I wanted so much to believe in The Bible series. I wrote about it here and here at The Richmond Bible Examiner. We had a conflict on Sunday night, so we set the DVR to record and watched it last night when regular Wednesday activities were Snowquestered out.
Actress Roma Downey and her husband, producer Mark Burnett have brought The Bible to life in a five-part, ten-hour series in The History Channel. I applaud them for their effort to bring the Bible to people who otherwise might not hear the stories.
Much criticism has been lobbed at them by those who think they took too many liberties with the script. They certainly did. After all, nothing about Jacob or Joseph? How the Hebrews got to Egypt in the first place? Skipping over the 40 years in the dessert and the building of the Tabernacle?
I understand the difficulties of condensing an epic work like The Bible into 10-hours (plus commercial breaks). You can’t tell every story. But you should tell the main ones. Still, I’m willing to offer Downey and Burnett some grace for taking on such a daunting task.
Books don’t always translate well to the screen. I’ve been a Tolkien geek since high school and when The Lord of the Rings movies came out they also received a lot of criticism from the purists because the stories were edited or changed. Still, I think what Peter Jackson did was to capture the flavor and the spirit of the stories in a magical way. The Hobbit may or may not be a different story.
Annually, the Music and Fine Arts Ministry at my church produces a Broadway type production to tell the Christmas story. On a less regular basis we tell the story of the Passion at Easter. We, too, take some liberties with the script. You have to do this to keep an audience. To tell the story.
Less evangelical but still the telling of a Biblical story is Joseph and the Amazing Technicolor Dreamcoat. I was Potiphar last summer in the Dogwood Dell production. It didn’t happen quite like that either. But it’s a great story.
So, here we get to my problem with The Bible series.
On the one hand, it was visually stunning. Some amazing cinematography and visual effects. The Burning Bush was pretty cool.
On the other hand…
It. Was. Boring.
I am so sorry to disappoint friends who loved and enjoyed this presentation. Please don’t let me spoil it for you.
But I found myself on the top of the mountain with Abraham and Isaac hoping God would provide a copy of the script to sacrifice. And, by the way, that should have been a ram.
Maybe as an actor myself, or as the father of a film student, or as someone who writes about faith and Scripture, I’m being a bit too critical.
Still, I can’t sit back and describe something as good and wonderful, when it’s not, just because it’s done by Christians or based on the Bible. Christians, above all, should strive for excellence. I don’t see that here.

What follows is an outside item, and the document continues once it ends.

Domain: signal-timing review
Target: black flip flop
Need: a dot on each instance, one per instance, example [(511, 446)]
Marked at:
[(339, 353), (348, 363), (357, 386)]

I’m sure Downey and Burnett feel differently. I’m sure they’re proud of their work. And the fact is that this series has people talking about The Bible and even some folk running back to check the Scripture for accuracy. That’s a very good thing.
The actual show, on the other hand? Not so good.
We’ll probably set the DVR to record the next segment. I’m not sure that we’ll watch it, but at least we’ll have it around. Until the DVR storage space is full.